Which, if you were grounded for life, would probably get pretty lonely. Being a triathlete means that you participate in not one, but three sports that are completely individual. Sure we spend time with our training groups and work with our coaches, but at the end of the day, you will be the one riding that 112 miles and if you have someone there with you, you will probably be called for drafting and have to sit in the dreaded penalty box! That being said, the regimented 4am wake up and workout, the 9 to 5 job, 5:30-7 workout and 8 to 3am sleep leaves, about......0 time for  recreational activity. Which is why I try to remind my friends that I do still exist, and that as long as I can be home by 9pm, I'd love to go out with you, to a bar, drink a diet coke and talk about my training for the week.

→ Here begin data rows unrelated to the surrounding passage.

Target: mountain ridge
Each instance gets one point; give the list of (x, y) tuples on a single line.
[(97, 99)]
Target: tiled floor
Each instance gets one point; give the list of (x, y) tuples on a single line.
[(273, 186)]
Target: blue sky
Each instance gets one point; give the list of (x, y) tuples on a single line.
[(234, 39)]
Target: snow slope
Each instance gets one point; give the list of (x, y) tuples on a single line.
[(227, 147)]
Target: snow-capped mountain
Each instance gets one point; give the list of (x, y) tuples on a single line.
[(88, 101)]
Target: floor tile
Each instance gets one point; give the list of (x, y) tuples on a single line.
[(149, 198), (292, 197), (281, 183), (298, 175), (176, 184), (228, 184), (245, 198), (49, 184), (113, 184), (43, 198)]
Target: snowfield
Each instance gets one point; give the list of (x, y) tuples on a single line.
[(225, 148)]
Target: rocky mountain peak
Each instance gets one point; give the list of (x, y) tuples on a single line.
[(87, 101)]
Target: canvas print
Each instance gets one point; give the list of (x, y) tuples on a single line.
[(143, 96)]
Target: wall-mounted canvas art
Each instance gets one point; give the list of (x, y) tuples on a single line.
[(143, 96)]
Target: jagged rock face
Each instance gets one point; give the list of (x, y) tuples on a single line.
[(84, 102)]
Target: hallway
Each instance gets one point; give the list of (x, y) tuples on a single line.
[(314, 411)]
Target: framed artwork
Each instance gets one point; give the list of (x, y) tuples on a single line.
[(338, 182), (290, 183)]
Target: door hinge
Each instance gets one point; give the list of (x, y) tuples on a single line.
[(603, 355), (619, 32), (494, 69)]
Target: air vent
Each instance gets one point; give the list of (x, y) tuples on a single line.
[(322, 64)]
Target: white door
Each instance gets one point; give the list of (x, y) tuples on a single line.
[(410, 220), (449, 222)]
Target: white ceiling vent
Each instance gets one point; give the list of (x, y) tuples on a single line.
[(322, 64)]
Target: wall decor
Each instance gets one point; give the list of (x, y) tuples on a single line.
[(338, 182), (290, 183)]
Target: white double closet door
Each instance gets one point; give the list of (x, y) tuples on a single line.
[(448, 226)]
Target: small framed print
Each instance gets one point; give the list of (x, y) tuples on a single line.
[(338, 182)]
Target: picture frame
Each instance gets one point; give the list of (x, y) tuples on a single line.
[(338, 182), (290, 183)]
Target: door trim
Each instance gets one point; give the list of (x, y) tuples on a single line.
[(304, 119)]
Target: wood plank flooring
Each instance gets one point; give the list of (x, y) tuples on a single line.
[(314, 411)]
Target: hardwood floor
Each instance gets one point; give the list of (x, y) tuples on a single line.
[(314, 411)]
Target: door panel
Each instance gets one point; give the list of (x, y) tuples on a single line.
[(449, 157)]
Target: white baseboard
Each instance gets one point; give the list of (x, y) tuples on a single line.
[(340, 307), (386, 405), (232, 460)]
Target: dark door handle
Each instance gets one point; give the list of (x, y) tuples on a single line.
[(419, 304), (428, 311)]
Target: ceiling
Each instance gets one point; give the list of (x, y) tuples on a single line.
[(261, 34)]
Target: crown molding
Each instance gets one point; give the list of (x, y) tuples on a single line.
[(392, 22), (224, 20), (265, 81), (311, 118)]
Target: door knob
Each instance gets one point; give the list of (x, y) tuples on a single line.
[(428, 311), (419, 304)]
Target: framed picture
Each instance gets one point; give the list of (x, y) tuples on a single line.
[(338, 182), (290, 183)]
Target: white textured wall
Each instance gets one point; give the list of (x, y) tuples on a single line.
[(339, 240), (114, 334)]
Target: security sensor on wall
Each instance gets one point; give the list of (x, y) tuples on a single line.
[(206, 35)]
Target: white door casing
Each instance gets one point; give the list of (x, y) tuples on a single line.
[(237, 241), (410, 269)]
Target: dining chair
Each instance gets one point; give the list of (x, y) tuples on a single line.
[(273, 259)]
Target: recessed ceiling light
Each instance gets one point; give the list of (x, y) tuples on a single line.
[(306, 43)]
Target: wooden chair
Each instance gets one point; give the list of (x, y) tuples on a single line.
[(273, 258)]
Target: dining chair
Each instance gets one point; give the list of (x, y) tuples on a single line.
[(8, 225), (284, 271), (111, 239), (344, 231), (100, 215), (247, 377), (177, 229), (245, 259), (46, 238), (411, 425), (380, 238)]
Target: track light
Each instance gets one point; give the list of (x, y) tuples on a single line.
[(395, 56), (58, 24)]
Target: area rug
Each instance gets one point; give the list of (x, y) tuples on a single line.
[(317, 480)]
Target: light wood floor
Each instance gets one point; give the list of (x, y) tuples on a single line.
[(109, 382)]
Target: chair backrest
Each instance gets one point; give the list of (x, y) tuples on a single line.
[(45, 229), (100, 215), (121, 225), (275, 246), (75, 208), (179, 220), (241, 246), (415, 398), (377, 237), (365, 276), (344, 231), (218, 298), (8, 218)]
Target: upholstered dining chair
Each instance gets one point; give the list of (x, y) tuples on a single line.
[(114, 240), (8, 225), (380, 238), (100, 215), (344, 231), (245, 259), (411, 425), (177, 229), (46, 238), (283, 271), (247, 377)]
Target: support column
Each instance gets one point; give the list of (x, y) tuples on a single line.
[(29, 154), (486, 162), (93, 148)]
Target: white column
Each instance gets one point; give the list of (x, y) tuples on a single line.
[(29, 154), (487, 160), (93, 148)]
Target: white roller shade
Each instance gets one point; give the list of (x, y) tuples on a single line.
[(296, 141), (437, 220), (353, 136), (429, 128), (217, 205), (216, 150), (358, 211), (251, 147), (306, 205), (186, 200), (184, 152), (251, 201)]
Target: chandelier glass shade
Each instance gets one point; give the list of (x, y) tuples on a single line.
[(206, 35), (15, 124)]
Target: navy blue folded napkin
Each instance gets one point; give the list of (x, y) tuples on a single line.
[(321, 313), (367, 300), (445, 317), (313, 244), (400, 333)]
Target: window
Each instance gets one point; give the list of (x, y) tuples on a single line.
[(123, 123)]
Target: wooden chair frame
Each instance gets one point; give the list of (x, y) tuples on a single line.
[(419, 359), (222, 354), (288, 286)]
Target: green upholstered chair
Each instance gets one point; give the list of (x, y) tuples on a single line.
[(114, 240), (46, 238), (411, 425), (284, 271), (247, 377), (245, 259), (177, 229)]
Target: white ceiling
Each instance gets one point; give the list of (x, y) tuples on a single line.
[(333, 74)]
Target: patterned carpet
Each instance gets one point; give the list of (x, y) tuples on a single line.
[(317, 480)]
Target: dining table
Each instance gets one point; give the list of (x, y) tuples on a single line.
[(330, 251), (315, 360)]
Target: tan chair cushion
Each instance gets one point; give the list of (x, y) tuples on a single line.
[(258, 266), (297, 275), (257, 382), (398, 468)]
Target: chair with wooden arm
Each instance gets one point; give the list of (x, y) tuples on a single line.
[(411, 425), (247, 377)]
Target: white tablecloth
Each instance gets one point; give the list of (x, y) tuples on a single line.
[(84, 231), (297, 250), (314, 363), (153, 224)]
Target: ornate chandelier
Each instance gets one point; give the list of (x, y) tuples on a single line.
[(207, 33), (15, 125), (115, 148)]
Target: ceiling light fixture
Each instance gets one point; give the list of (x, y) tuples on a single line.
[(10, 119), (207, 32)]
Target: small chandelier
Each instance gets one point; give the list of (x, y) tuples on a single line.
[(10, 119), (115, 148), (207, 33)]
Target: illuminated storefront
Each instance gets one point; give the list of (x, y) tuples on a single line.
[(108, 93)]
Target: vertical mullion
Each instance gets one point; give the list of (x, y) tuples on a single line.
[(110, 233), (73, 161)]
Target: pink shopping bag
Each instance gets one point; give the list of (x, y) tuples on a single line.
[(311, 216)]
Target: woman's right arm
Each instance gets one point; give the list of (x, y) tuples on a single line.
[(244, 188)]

Tired: I've been tired my entire life. Who hasn't? The lifestyle I lead often has me running from one thing to another. Honestly it's a really bad enabler, since I have found that one of the most difficult tasks for me is to be able to sit for more than 3 hours at a time, in one space, working on one thing. How funny, I can walk, talk, chew gum, tweet, text, and drive (wait maybe not that last one) but ask me to sit still and focus on one thing, haha, what are you crazy!? Unless of course it's in my bed. Much like your average 5 year old, I have a bed time. And if I try to stay up past 9pm it's not my parents that yell at me, nope. It's my body that just starts shutting down, like a physical message saying, "I don't care if you are reading the last chapter of 'Sex, Lies, and Triathlon' you're going to bed NOW! And like that, it's done. Sometimes I think my body is more of a control freak than I am.

Ok so this post is getting sort of long and I am maxing out on being able to sit in this chair. To the point! Everything takes practice, and practice makes perfect. But you can't be perfect, or even at your best, if your most basic needs aren't being met. As enthusiastic as I am about training there are some things you can't pack in a bag, there are things that aren't in your supplements, and some things you can't get by going for that extra bike ride. Your body can take on a lot of impact but it is still yours and you only get one. So do it a solid. Stop yourself at least once a day and check in. HALT (I am Reptar! Rugrats? 90s? Ok maybe not....) You can't expect to be at your best when you're not giving yourself the best.